これは自分に自由が与えられるし、相手もそれで快楽を得られる。Sで無いといってもそれならいいかなと受け取ってしまいそうな条件だと思います。好きにしていい(条件がない)と思わせるのですから。
しかし実際蓋を開けてみるとMは要求が多く、自分の身を捧げて自由を与えているように見えても優位にいるのはM側だなーと思ってしまいました。
ギャップの魅力
ギャップというのは良い意味でも悪い意味でも怖いものです。冷たいお姉さんが少し見せる優しさにはゾクっとしたりするでしょ?・・()

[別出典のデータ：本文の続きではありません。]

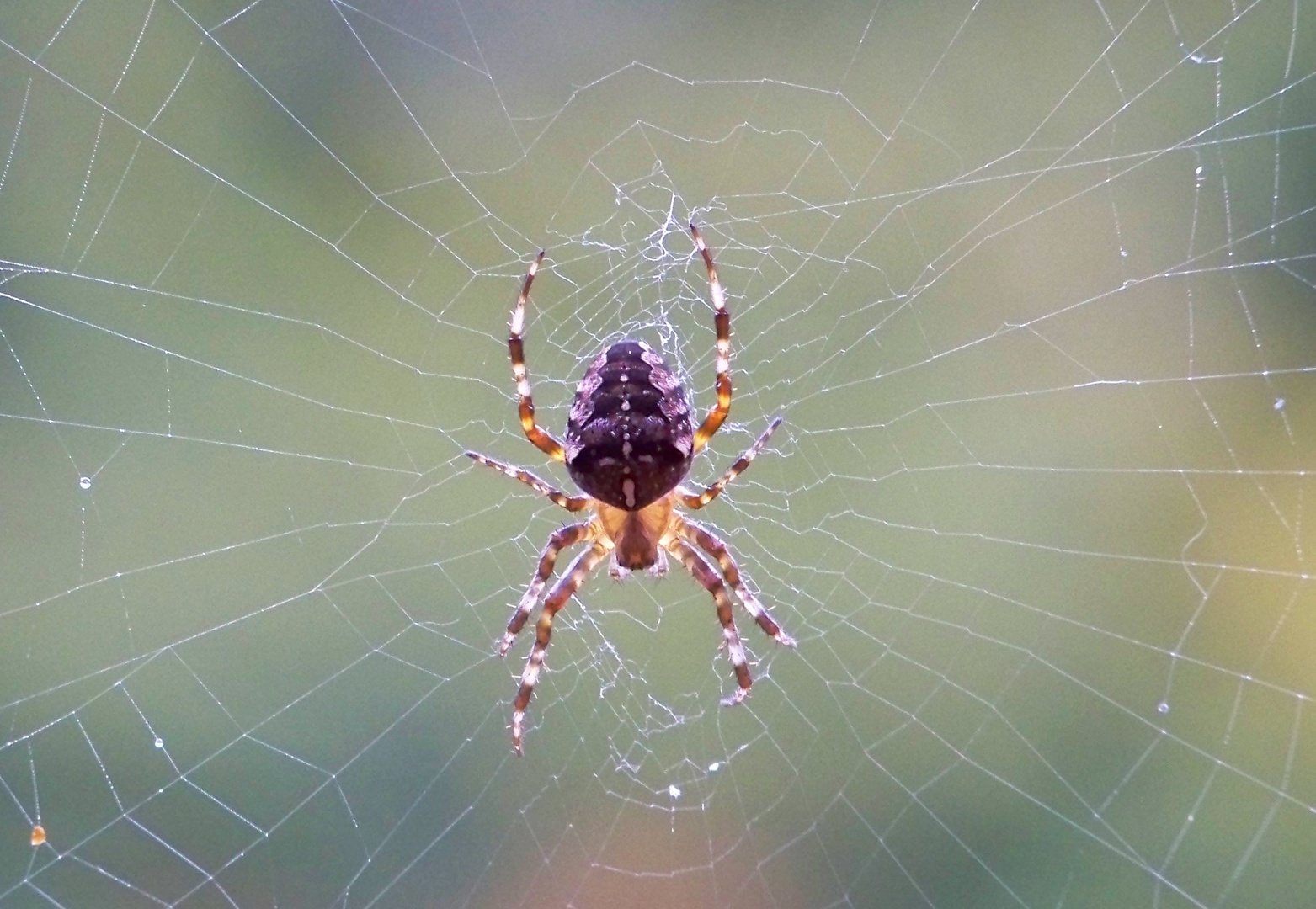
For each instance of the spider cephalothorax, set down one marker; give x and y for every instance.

まぁ好みの問題もありますが、少なくとも意外性があればそれは強い刺激になるはずです。クーデレとかツンデレとかありますね。たまにデレるからそれが刺激的な訳です。
落差が大きいというスリルを味わってしまえば、どんどん欲しくなります。普通の優しさだとしても、落差が大きいとその量が多く感じるのです。
通常の優しさがプラスだとすれば、スパイスにマイナスが欲しくなり、最終的にマイナスを求めていくでしょう。
総量を多く感じるだけでなく上りあがるような快楽がそこにはあるでしょう。正直なところ優しさに包まれたさがあるとも言えるかもしれません。
作者
作者の実体験を織り交ぜて書いたのも驚きですが、何よりも現実世界でヒロインを実際に作ろうとしたのが衝撃でした。